There is a messiness to youth, and how we remember it, that is visceral, often indescribable. This is my first encounter with French director Arnaud Desplechin’s work, but if his latest film My Golden Days is anything to go by he has a distinct flair for capturing this messiness. Co-writing the screenplay with Julie Peyr, the film is a stirring, impassioned ode to that one relationship that lingers in your memory and consciousness long after it has ended. Its arresting cinematography, charismatic performances and upbeat 80s soundtrack all delightfully come together to create an immersive nostalgic mood, one that indulges in both candid emotion and wistful reflection.
Anthropologist Paul Dédalus (played as an adult by Mathieu Amalric and by Quentin Dolmaire as a teenager) is returning to Paris after years of conducting fieldwork in several faraway locations. Various encounters compel him to reflect on three key stages of his youth: his tense relationship with his psychologically unstable mother, an incident which involved him giving his passport away in Ukraine, and a prolonged and passionate relationship with his younger sister’s classmate Esther (Lou Roy-Lecollinet). The last of these stages takes up the majority of the film – a swirling, fervent relationship impelled by all the headiness of impetuous youth. It is this relationship that Paul has not ever fully recovered from.

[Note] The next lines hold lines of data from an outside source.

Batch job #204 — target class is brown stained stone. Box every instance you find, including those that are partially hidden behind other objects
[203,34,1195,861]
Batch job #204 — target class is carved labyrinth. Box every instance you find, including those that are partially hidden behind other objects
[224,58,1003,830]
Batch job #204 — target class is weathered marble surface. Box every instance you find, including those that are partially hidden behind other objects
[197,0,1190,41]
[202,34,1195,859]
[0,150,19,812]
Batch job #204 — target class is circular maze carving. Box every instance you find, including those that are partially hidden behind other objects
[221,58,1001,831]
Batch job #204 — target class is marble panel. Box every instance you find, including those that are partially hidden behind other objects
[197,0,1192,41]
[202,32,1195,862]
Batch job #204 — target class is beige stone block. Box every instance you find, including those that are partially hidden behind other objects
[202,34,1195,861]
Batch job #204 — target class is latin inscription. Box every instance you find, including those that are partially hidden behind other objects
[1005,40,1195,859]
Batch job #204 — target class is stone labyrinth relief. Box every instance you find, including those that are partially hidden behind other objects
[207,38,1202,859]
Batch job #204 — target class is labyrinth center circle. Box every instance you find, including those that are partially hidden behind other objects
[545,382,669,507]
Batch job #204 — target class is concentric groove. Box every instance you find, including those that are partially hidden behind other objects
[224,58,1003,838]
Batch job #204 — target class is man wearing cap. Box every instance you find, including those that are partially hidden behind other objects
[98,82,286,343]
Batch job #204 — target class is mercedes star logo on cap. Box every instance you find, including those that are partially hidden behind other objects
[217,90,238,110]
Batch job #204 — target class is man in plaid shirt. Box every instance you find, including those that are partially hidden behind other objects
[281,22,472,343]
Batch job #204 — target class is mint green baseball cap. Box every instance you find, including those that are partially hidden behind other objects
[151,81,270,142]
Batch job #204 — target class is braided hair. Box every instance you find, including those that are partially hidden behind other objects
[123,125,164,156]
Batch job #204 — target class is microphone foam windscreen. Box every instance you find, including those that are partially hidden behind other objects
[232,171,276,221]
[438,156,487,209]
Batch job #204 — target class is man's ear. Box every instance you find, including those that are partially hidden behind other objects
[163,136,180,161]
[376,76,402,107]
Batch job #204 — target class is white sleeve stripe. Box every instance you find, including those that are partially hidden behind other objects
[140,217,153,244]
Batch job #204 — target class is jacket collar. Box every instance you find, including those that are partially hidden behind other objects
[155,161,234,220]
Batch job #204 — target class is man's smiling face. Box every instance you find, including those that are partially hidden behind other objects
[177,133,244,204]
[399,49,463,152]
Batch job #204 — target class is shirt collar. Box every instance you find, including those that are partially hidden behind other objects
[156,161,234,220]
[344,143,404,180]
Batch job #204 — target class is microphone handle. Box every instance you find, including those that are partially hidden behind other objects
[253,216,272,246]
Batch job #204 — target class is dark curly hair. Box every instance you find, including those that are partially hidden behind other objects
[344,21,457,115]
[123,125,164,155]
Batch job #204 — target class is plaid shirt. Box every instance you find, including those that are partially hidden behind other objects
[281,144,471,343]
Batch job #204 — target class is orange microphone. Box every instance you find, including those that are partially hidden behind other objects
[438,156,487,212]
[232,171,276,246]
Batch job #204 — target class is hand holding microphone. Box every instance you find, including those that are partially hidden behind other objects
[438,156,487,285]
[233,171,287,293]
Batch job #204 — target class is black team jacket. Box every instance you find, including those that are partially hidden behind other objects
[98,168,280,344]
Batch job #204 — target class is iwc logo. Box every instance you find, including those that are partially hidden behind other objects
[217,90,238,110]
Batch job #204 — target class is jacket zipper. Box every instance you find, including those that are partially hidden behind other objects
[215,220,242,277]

Desplechin and Peyr’s screenplay is generous, even to the supporting characters, such as Paul’s younger sister expressing lack of confidence about her appearance, to his cousin being kicked out of home. But ultimately, the film is anchored by the two fantastic performances of its leads, and importantly neither is idealised because their flaws and shortcomings are also on display. Dolmaire’s Paul is idealistic and driven, but he is also a little misogynistic, even resentful at times. Roy-Lecollinet is coquettish and charming as Esther, but also emotionally immature and flippantly dismissive. Together, they have a turbulent chemistry that begins as innocent flirtation and ends with bouts of volatile emotion. Desplechin prefers abandon over restraint, expression over repression. Often the camera shots are awkwardly close, or slightly off-centre, lending even their conversations a sense of electric intimacy. Their love letters are written with flurries of convoluted passion, so that the meanings of the words matter less than the attempt to convey what they cannot clearly articulate. At times this indulgence can be sentimental and cloying, but, equally arguably, perhaps that’s the point. My Golden Days wants evoke the ineffable emotion of uninhibited youth, and it succeeds in doing so.
My Golden Days screened at the 2015 Melbourne International Film Festival.